Anderson is seeing the data center dependence growing even more with the rise of AI technology.
With its natural resources and large population, New York state has the potential to be a big part of that development, and a data center is already being proposed in the Tompkins County town of Lansing.
"If you can find open spaces where water and electricity are available, and you can get land to build the data center, and you also have a lot of consumers that are going to use the data centers then, that's a win,” said Anderson.
But she said data centers can also strain electrical grids and possibly increase costs for consumers as the state needs to use more expensive electricity resources.
The state is replacing aging infrastructure with cleaner options, but Anderson said that transition could 5-15 years.
"If we grow the electricity demand in this state too fast and too inflexibly, then we could find ourselves in a situation where we're just stressed with a lack of generating capacity,” she said.
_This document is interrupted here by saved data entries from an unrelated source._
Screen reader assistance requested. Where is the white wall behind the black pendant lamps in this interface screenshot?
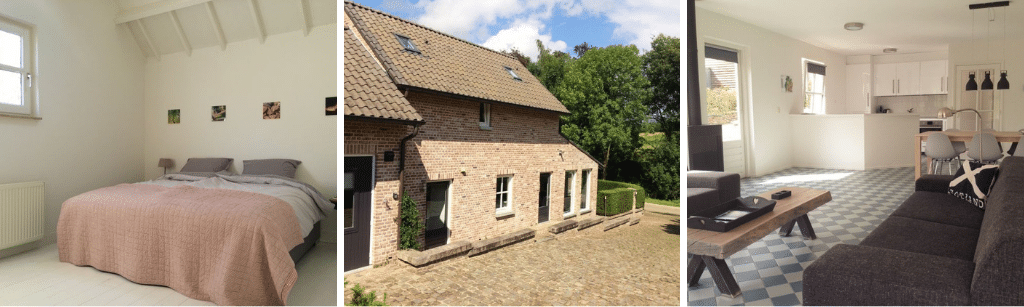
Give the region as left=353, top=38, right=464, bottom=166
left=945, top=38, right=1024, bottom=131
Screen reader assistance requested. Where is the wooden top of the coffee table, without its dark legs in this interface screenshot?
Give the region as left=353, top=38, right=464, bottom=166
left=686, top=187, right=831, bottom=259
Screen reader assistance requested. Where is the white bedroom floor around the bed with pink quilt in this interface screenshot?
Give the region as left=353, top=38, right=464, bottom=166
left=0, top=243, right=338, bottom=306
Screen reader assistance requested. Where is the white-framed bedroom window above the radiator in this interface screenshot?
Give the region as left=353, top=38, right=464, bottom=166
left=0, top=16, right=35, bottom=116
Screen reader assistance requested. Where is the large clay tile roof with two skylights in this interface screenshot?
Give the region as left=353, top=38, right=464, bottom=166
left=345, top=1, right=569, bottom=114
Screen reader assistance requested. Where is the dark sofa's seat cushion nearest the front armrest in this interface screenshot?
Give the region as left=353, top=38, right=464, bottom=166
left=860, top=216, right=978, bottom=261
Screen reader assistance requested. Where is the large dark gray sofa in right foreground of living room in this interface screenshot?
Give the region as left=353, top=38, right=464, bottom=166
left=803, top=157, right=1024, bottom=306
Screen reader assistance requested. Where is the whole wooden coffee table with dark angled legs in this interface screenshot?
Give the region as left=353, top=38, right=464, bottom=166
left=686, top=187, right=831, bottom=298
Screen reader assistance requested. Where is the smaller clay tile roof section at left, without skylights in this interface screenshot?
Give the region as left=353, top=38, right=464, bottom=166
left=344, top=24, right=423, bottom=122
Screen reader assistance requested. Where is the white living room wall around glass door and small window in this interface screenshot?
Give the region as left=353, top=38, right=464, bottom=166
left=695, top=8, right=846, bottom=176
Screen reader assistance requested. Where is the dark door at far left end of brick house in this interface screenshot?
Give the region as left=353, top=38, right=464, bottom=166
left=342, top=157, right=374, bottom=271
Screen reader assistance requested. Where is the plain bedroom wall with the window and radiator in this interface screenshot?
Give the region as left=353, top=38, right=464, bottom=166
left=0, top=0, right=144, bottom=257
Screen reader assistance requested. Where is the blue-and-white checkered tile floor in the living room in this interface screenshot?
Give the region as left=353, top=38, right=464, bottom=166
left=684, top=168, right=913, bottom=306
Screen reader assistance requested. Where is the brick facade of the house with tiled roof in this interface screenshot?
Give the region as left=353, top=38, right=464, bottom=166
left=344, top=92, right=598, bottom=264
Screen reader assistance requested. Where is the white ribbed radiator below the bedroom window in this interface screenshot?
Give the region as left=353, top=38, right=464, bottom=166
left=0, top=181, right=45, bottom=250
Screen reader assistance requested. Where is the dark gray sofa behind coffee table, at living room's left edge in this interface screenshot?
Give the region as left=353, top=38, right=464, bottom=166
left=686, top=171, right=739, bottom=214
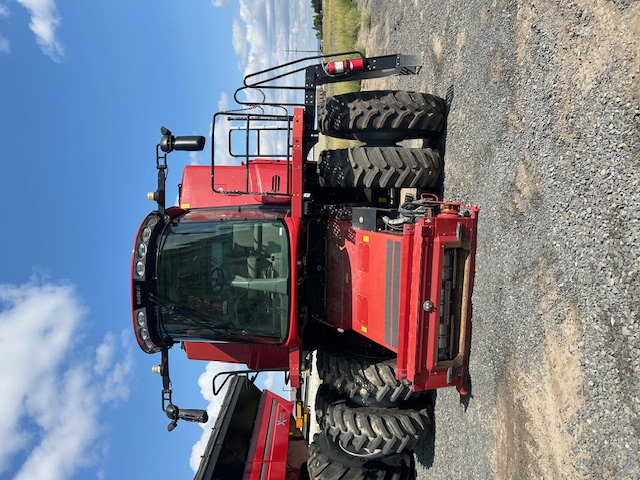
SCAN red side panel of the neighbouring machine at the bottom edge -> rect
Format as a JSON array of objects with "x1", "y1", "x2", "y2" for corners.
[{"x1": 244, "y1": 390, "x2": 293, "y2": 480}]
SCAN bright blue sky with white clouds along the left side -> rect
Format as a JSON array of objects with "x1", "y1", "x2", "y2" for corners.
[{"x1": 0, "y1": 0, "x2": 316, "y2": 480}]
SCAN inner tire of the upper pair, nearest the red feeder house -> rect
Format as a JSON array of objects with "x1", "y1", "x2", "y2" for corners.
[{"x1": 318, "y1": 147, "x2": 442, "y2": 188}]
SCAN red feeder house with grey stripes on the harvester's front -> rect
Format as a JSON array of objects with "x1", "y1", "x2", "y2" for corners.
[{"x1": 326, "y1": 204, "x2": 477, "y2": 390}]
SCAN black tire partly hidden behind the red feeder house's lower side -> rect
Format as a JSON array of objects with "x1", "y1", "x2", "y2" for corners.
[{"x1": 316, "y1": 350, "x2": 418, "y2": 406}]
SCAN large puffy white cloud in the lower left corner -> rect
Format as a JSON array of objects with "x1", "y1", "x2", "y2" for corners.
[{"x1": 0, "y1": 280, "x2": 131, "y2": 480}]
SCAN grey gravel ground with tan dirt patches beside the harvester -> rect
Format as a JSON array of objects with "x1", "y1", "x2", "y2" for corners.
[{"x1": 358, "y1": 0, "x2": 640, "y2": 479}]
The one-year moratorium on building new data centers is getting pushback from some Republican lawmakers and businesses who argue the move could sideline the state at a time when many communities are hoping for economic growth.
Anderson said while the pause is not enough time to build new resources, it could give the state time to make a plan.
"What is our strategy for approving these data center developments? What do we need from the data center developer and operator in terms of their investment in infrastructure to make sure it doesn't end up costing New York state residents?” she said.
Anderson said despite the pause, more data centers are needed as technology develops, and it’s crucial that community members, system operators, and developers work together as conversations continue.